- Genre: historical drama
- Written by: Andrei Konchalovsky; Elena Kiselyova;
- Directed by: Andrei Konchalovsky
- Starring: Julia Vysotskaya; Yura Borisov; Nikita Karatayev; Evgeniy Tkachuk; Timofey Okroyev; Nikita Efremov; Alexander Mizev;
- No. of seasons: 1
- No. of episodes: 16

Production
- Cinematography: Andrei Naydyonov

Original release
- Network: Start Russia-1
- Release: 10 October 2025

= Khroniki russkoy revolyutsii =

Khroniki russkoy revolyutsii (Хроники русской революции) is a 2025 Russian historical drama television series directed by Andrei Konchalovsky. It stars Julia Vysotskaya and Yura Borisov.

== Plot ==
The Left Socialist Revolutionaries seized power in Russia. As a result of the armed uprising, a government was established by the Second All-Russian Congress of Soviets.

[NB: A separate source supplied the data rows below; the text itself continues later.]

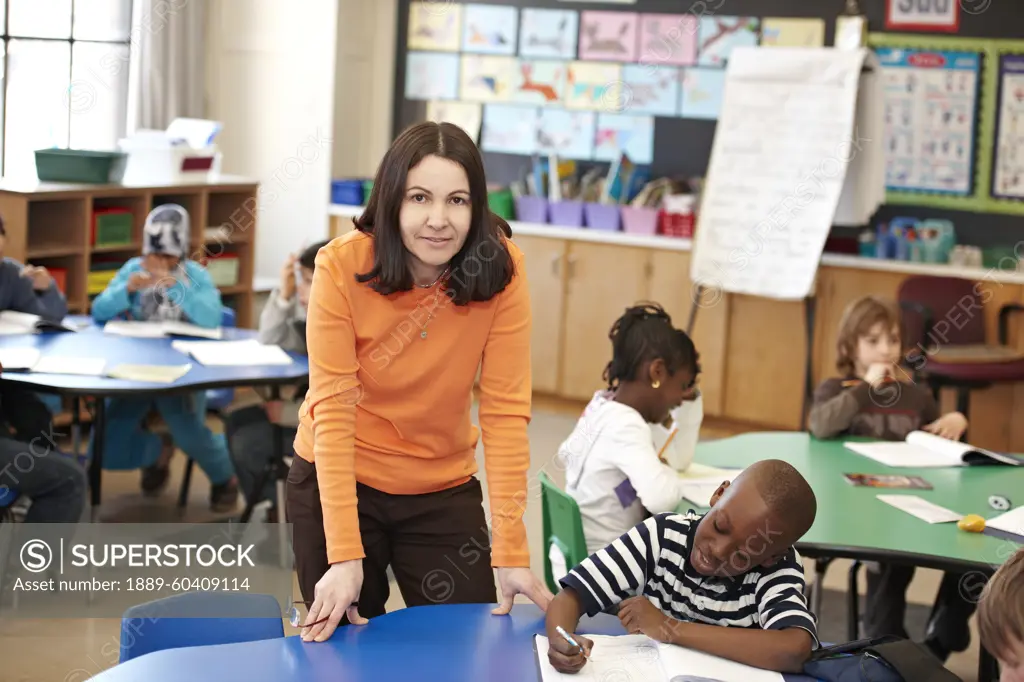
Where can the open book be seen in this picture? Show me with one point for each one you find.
(639, 657)
(925, 450)
(25, 323)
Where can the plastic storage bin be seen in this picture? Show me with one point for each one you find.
(80, 166)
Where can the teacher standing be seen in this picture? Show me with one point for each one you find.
(403, 312)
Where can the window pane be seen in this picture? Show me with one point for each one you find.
(102, 19)
(98, 95)
(37, 102)
(40, 18)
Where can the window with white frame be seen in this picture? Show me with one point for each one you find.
(65, 77)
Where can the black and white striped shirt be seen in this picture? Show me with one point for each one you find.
(655, 553)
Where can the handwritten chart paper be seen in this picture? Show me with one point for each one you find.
(770, 199)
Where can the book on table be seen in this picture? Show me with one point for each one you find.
(923, 450)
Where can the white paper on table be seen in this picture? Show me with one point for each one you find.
(921, 508)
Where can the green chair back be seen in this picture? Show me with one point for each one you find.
(562, 527)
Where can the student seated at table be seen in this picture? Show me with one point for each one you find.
(250, 430)
(875, 397)
(728, 583)
(164, 284)
(1000, 617)
(651, 410)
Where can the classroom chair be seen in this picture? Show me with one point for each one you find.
(943, 318)
(563, 539)
(197, 619)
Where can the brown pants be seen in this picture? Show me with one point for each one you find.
(436, 544)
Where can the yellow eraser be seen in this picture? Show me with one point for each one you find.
(972, 523)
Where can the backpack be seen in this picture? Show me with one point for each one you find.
(880, 659)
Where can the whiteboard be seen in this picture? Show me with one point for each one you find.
(783, 143)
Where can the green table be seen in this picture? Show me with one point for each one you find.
(852, 523)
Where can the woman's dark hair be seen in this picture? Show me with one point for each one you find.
(483, 266)
(644, 333)
(307, 258)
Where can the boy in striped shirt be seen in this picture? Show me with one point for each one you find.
(727, 583)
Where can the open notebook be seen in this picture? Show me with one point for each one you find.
(639, 658)
(924, 450)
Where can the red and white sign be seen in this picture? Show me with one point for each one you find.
(924, 15)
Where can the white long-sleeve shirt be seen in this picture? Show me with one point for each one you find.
(612, 468)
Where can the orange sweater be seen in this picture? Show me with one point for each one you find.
(391, 410)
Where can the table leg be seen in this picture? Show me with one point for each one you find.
(96, 463)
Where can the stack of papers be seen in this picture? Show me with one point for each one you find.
(232, 353)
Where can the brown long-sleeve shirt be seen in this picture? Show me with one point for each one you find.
(851, 407)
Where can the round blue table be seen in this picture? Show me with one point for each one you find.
(91, 342)
(443, 643)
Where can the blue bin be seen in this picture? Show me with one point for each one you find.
(348, 193)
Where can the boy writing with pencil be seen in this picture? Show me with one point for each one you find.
(727, 583)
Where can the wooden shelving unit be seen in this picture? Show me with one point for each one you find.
(50, 223)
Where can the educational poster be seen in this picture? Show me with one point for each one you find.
(930, 102)
(569, 134)
(486, 78)
(608, 36)
(540, 82)
(719, 35)
(489, 29)
(619, 133)
(668, 39)
(509, 129)
(1008, 180)
(777, 32)
(434, 26)
(649, 89)
(702, 91)
(466, 115)
(549, 34)
(431, 76)
(594, 86)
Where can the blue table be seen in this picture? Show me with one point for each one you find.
(91, 342)
(446, 643)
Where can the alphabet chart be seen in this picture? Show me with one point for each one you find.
(931, 99)
(1008, 178)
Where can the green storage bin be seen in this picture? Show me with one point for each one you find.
(81, 166)
(502, 204)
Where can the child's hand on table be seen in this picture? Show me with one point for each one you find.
(948, 426)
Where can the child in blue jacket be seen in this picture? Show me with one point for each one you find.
(165, 285)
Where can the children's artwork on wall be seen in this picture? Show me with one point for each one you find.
(608, 36)
(776, 32)
(509, 129)
(549, 33)
(569, 134)
(668, 39)
(930, 103)
(649, 89)
(702, 90)
(466, 115)
(486, 78)
(540, 82)
(434, 26)
(720, 34)
(431, 76)
(489, 29)
(1008, 178)
(619, 133)
(594, 86)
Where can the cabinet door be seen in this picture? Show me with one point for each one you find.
(545, 270)
(602, 282)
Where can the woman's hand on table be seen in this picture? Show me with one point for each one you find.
(336, 595)
(520, 581)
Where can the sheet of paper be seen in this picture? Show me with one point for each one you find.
(86, 367)
(923, 509)
(613, 658)
(769, 200)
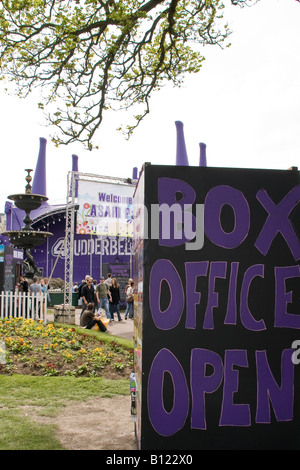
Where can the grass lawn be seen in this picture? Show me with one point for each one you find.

The Bolsheviks and their allies constituted the majority of the delegates, while internationalists and anarchists constituted a minority...

== Cast ==
- Julia Vysotskaya as Ariadna Alexandrovna Slavina
- Yura Borisov as Mikhail Vasilyevich Prokhorov
- Nikita Karatayev as Aleksey Tikhomirov
- Evgeniy Tkachuk as Vladimir Lenin
- Timofey Okroyev as Joseph Stalin
- Nikita Efremov as Nicholas II
- Alexander Mizev as Luther

== Production ==
Filming took place in the Moscow and Saint Petersburg.